Inevitably when setting goals and juggling the competing demands of those things important in your life time you will encounter problems and setbacks. It’s easy to get caught in the negative thoughts of failure and doom that come with these challenges. What you need first is a practical approach to solving the problem. I have included below a few links that might be useful in tackling this task.
After tackling the practical solutions to these setbacks you will still be left with some of the negative self evaluations and thoughts you have about your ability to achieve.

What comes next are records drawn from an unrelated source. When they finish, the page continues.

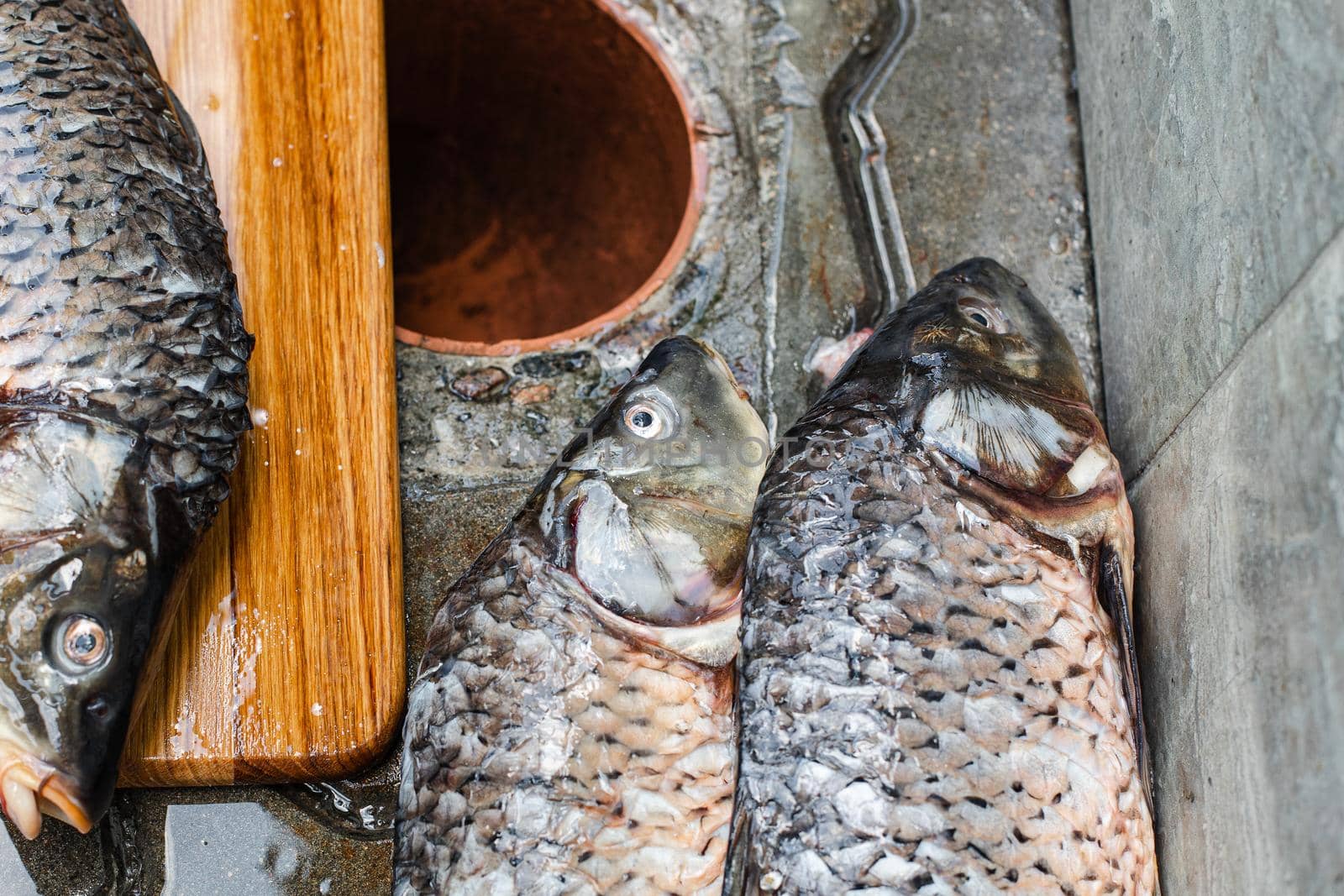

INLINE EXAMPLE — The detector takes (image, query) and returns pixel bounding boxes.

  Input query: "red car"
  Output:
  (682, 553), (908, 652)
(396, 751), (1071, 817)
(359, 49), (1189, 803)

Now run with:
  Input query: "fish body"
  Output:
(395, 338), (768, 894)
(0, 0), (251, 837)
(734, 259), (1158, 893)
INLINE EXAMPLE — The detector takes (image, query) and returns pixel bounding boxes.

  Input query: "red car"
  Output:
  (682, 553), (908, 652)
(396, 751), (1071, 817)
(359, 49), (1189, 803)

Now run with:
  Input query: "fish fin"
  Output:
(1098, 542), (1153, 806)
(723, 778), (761, 896)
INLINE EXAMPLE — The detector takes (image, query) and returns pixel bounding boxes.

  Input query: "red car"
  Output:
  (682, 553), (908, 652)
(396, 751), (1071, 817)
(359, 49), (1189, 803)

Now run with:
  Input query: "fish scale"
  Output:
(394, 336), (766, 896)
(0, 0), (253, 837)
(0, 0), (251, 527)
(396, 537), (735, 893)
(741, 414), (1156, 893)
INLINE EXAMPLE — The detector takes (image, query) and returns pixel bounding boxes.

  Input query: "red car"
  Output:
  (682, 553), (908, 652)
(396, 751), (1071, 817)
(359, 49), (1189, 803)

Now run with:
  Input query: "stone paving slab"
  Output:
(1134, 228), (1344, 894)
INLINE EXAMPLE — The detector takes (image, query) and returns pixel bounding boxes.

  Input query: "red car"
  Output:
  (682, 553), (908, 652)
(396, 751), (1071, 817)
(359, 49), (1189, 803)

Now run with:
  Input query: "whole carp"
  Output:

Now is a great time to mention a few of the cognitive skills we can work on to tackle these. There are so many ways to do this and to be honest it’s a skill that takes time and hard work to succeed at. I’ve included here a short list of questions challenging negative thoughts that you ask yourself about these thoughts to try and distance yourself from them and make rational sense of them. You could also make a list of more rational and positive thoughts about yourself or print up some positive affirmation cards. There are a lot of these floating around on the internet and rather than post links here I think it’ best if you find the ones that are the most meaningful to you. In the recent workshop I ran at the Back to Study Program we also talked a little about Acceptance and Commitment Therapy and the use of humour and distancing tools to help. These are a little too in depth for discussion here but if you are interested in finding out more about them and how they may help you relieve the burden of negative self talk and focus on the positives I’d be happy to offer you a few sessions on these skills either via Skype or you could make an appointment with here.
It’s a good idea to have a number of tools available to you to help you balance the demands of your life. Letting the stress build can be dangerous to our mental health. Take time out to have fun, relax and think about the bigger picture of life being more than one mark on an essay, or more than one failed chemistry test. Remember to reward yourself for the small steps you make toward your goals not just wait till the end of the path.